The Latino Community Foundation has hired Julián Castro as its new CEO. Castro previously served as Secretary of Housing and Urban Development from 2014 until 2017, was mayor of San Antonio, and ran for president in 2020. Castro will start on January 1. His charge will be to continue the growth of the foundation, which raises money to support Latino-led groups and works to bolster Latino political participation.
“It feels kind of like a full-circle moment to me. I grew up with a mom who was a Chicana activist, very involved in trying to ensure the well-being of the Latino community in Texas,” Castro said in an interview. “Throughout my time in public service, I tried to ensure that everybody could have a better opportunity in life. The work that the Latino Community Foundation does is fundamentally about lifting up the economic and the civic power of the Latino community.”
Castro is a nationally known figure — he will continue as a political analyst for NBC News and MSNBC — and has the potential to bring more attention to the need for philanthropy to better fund Latino causes. “Julián Castro is a powerhouse,” said Ana Marie Argilagos, CEO of Hispanics in Philanthropy. “Julián is in an amazing position to expand the foundation’s impact.” (Argilagos is a member of the Chronicle’s Board of Directors.)

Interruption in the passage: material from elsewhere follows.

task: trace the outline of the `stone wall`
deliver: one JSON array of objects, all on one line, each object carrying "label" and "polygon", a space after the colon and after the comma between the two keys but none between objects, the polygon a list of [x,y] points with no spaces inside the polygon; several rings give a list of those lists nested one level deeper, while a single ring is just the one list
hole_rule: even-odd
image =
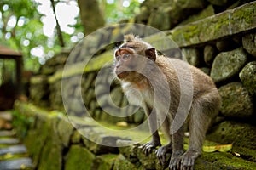
[{"label": "stone wall", "polygon": [[[174,54],[174,57],[182,57],[211,76],[223,98],[219,116],[250,121],[255,116],[254,12],[255,3],[251,3],[164,31],[179,49],[166,48],[162,37],[158,33],[154,34],[156,31],[151,35],[152,32],[142,30],[141,34],[146,42],[152,43],[159,51],[168,56]],[[134,110],[132,106],[120,111],[119,116],[123,118],[116,118],[107,113],[111,112],[112,102],[118,107],[127,105],[127,99],[123,96],[118,82],[108,80],[113,78],[113,75],[109,75],[112,74],[109,71],[113,65],[113,52],[111,42],[121,42],[124,34],[137,32],[137,30],[140,29],[132,24],[109,26],[105,31],[90,35],[90,43],[88,41],[80,42],[70,54],[68,63],[66,63],[67,53],[54,58],[55,62],[48,61],[49,64],[42,67],[41,75],[32,78],[32,100],[41,106],[50,106],[60,110],[64,110],[65,100],[65,109],[69,115],[90,115],[96,120],[108,119],[112,122],[142,122],[145,116],[141,110],[126,116],[127,112]],[[107,42],[110,42],[110,45]],[[108,50],[109,48],[111,50]],[[90,56],[92,59],[84,68],[86,60]],[[67,69],[63,73],[65,63]],[[102,78],[99,78],[101,81],[96,84],[98,72],[105,64],[106,74],[102,75]],[[56,68],[59,70],[55,71]],[[110,89],[104,87],[109,87]],[[61,94],[61,90],[65,93]],[[96,91],[99,94],[98,99]],[[102,105],[108,111],[103,110]]]},{"label": "stone wall", "polygon": [[[215,1],[209,2],[213,3]],[[230,5],[230,3],[225,5]],[[221,10],[222,8],[217,8],[216,5],[218,4],[215,4],[214,11]],[[207,5],[203,8],[206,6]],[[233,144],[233,149],[225,153],[203,153],[202,157],[196,162],[196,169],[253,169],[256,167],[256,131],[253,121],[256,109],[255,13],[256,3],[253,2],[164,31],[166,37],[174,40],[182,53],[177,48],[166,48],[162,37],[156,32],[141,31],[144,40],[160,52],[183,58],[210,75],[222,96],[220,113],[207,139],[221,144]],[[65,71],[60,68],[57,71],[42,73],[43,76],[32,79],[32,101],[58,110],[64,110],[65,106],[66,111],[63,112],[68,113],[69,117],[79,116],[80,120],[90,115],[96,120],[107,120],[114,123],[142,122],[144,115],[141,110],[125,116],[128,110],[136,109],[128,107],[120,112],[125,117],[114,117],[102,109],[99,103],[103,104],[106,108],[111,105],[111,101],[117,102],[115,105],[118,106],[127,104],[119,85],[114,81],[109,85],[109,80],[104,78],[111,76],[102,76],[96,86],[96,77],[102,66],[106,65],[107,70],[111,69],[113,50],[109,49],[113,49],[113,45],[107,46],[107,42],[121,42],[124,34],[136,29],[136,26],[120,25],[110,26],[108,31],[100,34],[91,35],[90,44],[82,42],[70,54],[71,60],[67,60],[66,62],[64,60],[65,62],[58,65],[63,67],[66,63],[67,66]],[[83,63],[91,55],[92,59],[84,67]],[[67,58],[67,55],[65,59]],[[55,70],[55,67],[56,65],[52,66],[52,69]],[[79,80],[82,80],[81,82]],[[106,89],[102,88],[108,85],[110,99]],[[32,92],[36,86],[39,87],[38,90],[40,93]],[[61,89],[67,93],[61,94]],[[95,89],[97,89],[102,99],[96,99]],[[63,105],[62,101],[67,105]],[[25,115],[28,114],[26,116],[35,119],[33,123],[28,123],[28,133],[25,141],[28,148],[31,148],[30,153],[38,169],[161,168],[155,155],[145,156],[138,149],[138,144],[119,148],[102,147],[81,136],[67,121],[66,116],[61,116],[55,111],[52,114],[37,114],[39,111],[33,106],[29,109],[30,106],[24,105],[16,105],[16,108]],[[87,110],[84,110],[84,105]],[[124,141],[118,137],[102,137],[96,129],[93,130],[96,126],[85,120],[79,123],[83,124],[81,128],[95,132],[95,135],[98,135],[95,138],[101,141],[114,142],[117,146],[130,141]]]},{"label": "stone wall", "polygon": [[[15,108],[23,116],[19,127],[16,127],[17,134],[23,139],[36,169],[165,169],[158,163],[154,152],[148,156],[143,153],[139,148],[140,144],[134,144],[131,140],[131,134],[127,134],[125,138],[107,134],[100,132],[98,125],[90,119],[81,120],[73,116],[67,118],[64,113],[42,110],[32,104],[16,101]],[[236,133],[233,132],[234,129]],[[117,147],[96,144],[84,137],[81,131],[85,132],[91,139]],[[203,152],[195,162],[195,169],[256,168],[255,127],[225,122],[216,132],[218,135],[213,133],[208,137],[218,141],[224,140],[225,144],[233,142],[232,150],[229,152]],[[236,133],[241,134],[239,138]],[[128,145],[129,144],[131,144]],[[212,144],[212,150],[214,146]],[[213,147],[216,148],[218,147]],[[166,160],[169,158],[170,155]],[[168,162],[166,166],[167,165]]]}]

The foundation grew significantly under its previous CEO, Jacqueline Martinez Garcel, who stepped down in June. In her eight years of leadership, she helped the foundation grow from bringing in less $2 million dollars a year to now bringing in about $20 million a year. The group built a strong network of giving circles, groups of everyday donors who pool their funds to contribute to organizations and interact directly with the nonprofits they support. That helps the donors become more engaged in their communities.

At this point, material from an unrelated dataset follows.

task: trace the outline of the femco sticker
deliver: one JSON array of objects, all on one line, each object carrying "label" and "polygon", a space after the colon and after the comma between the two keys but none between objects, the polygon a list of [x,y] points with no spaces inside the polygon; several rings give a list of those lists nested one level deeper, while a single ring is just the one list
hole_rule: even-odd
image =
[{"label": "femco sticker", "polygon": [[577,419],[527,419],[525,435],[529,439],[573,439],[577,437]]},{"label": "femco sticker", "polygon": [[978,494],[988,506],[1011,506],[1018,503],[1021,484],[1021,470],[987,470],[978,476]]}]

Castro has the background and skills to build on all that Martinez Garcel accomplished, said Dan Skaff, the foundation’s board chair. “He has the organizational experience, the community experience, and the activism experience. He also has the heart to do what we need to do at the Latino Community Foundation,” he said. “He has a national voice. He’s been active on behalf of the community for most of his adult life.”
For all his accomplishments in the bare-knuckle world of politics, Castro comes off as humble and even soft-spoken, Skaff said. “He really relates to people in the room. I think that comes from a real authenticity and a real attunement to those he’s with,” he said. “I’ve been super impressed with his demeanor.”
Castro had a crash course in philanthropy as a board member of the Marguerite Casey Foundation, which he joined in 2022. He says he has learned a lot from the foundation’s CEO, Carmen Rojas, and others about the creativity and innovation of nonprofits and the important work they do. “It’s definitely been an education for me,” he said.
Latino organizations have long been underfunded, said Argilagos, of Hispanics in Philanthropy. Today, she said, about 1 percent of philanthropic dollars go to groups that serve Latinos, despite the fact they make up roughly 20 percent of the U.S. population. She hopes Castro can help shift that imbalance.
That is high on his list of priorities. “There’s an invisibility in the philanthropic sector when it comes to funding Latino organizations and Latino-serving efforts. That’s a huge blind spot that absolutely needs to be addressed,” Castro said. “The needs in the Latino community are so great and so immediate that the level of investment that’s needed far surpasses what’s being invested now.”